Extended Data Fig. 1. Emerging viral variation over time and the effect on diagnostic performance.

Extended Data Fig. 1

a, Diagnostic performance for influenza A virus subtyping may degrade over time, even considering conserved sites. At each year, we select the 15 most conserved 30-mers from recent sequences for segment 6 (N) for all N1 subtypes; each point is a 30-mer. Plotted value is the fraction of sequences in subsequent years (colored) that contain the 30-mer; bars are the mean.

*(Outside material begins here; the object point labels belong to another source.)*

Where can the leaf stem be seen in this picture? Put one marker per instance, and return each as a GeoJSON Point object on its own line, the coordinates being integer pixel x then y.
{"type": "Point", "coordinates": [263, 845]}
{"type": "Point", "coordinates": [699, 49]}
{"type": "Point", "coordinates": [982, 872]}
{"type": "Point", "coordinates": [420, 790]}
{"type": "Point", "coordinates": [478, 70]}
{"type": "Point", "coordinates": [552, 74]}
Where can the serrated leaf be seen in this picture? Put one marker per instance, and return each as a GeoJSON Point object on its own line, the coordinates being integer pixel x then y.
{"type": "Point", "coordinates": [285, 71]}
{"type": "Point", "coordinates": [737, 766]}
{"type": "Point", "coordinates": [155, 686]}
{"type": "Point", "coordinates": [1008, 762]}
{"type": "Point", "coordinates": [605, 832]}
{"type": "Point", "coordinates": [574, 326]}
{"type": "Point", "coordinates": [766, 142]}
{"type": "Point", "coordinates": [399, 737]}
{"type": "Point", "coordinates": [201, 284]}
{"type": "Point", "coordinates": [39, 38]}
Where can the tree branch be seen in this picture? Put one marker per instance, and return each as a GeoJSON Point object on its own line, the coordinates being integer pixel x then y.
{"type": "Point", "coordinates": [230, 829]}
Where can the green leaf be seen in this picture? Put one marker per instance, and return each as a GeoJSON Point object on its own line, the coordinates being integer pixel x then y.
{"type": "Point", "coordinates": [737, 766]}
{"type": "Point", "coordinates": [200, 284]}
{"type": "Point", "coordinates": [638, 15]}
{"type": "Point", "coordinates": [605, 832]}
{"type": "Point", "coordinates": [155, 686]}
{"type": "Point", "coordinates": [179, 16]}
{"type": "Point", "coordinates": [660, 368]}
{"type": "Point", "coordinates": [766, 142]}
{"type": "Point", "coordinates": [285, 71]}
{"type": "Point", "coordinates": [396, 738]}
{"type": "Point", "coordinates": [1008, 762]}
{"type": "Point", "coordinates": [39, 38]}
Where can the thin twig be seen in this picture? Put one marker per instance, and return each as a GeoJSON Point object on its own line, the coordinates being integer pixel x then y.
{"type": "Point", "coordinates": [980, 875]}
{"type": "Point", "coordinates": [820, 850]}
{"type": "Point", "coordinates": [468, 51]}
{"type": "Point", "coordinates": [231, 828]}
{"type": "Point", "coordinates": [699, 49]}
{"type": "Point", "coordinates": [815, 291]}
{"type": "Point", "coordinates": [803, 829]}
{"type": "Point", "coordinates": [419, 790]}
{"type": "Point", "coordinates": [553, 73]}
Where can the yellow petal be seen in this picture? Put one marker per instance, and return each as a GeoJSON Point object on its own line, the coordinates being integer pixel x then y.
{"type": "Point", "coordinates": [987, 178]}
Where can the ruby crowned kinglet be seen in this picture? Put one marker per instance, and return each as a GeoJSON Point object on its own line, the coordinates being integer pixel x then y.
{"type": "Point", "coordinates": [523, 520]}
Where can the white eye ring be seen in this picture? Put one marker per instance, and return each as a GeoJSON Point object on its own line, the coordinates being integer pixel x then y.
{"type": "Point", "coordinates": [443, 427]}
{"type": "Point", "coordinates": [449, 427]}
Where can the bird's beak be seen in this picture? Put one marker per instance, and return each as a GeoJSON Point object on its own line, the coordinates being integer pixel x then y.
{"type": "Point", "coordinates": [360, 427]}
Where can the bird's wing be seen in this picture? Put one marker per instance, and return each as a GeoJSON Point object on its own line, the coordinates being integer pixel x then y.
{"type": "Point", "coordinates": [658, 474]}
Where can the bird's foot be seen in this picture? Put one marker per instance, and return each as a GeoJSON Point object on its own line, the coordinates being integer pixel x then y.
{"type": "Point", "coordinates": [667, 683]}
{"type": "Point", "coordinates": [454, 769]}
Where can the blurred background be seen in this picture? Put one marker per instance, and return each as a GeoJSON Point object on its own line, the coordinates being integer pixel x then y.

To aid visualization, only odd years are shown. 2007 N1 30-mers are absent following 2007 owing to antigenic shift during the 2009 H1N1 pandemic. b, Variation along the SARS-CoV-2 genome emerging over time during 2020. Bottom row (‘Combined’) shows all 1,131 single nucleotide polymorphisms, among 361,460 genomes, that crossed 0.1% or 1% frequency between February 1, 2020 and the end of 2020—i.e., (i) at <0.1% frequency in genomes collected before February 1 and 0.1–1% frequency by December 31 (light purple); or (ii) at <1% frequency before February 1 and at ≥1% frequency by December 31 (dark). Other rows show the month in which each polymorphism crosses the frequency threshold.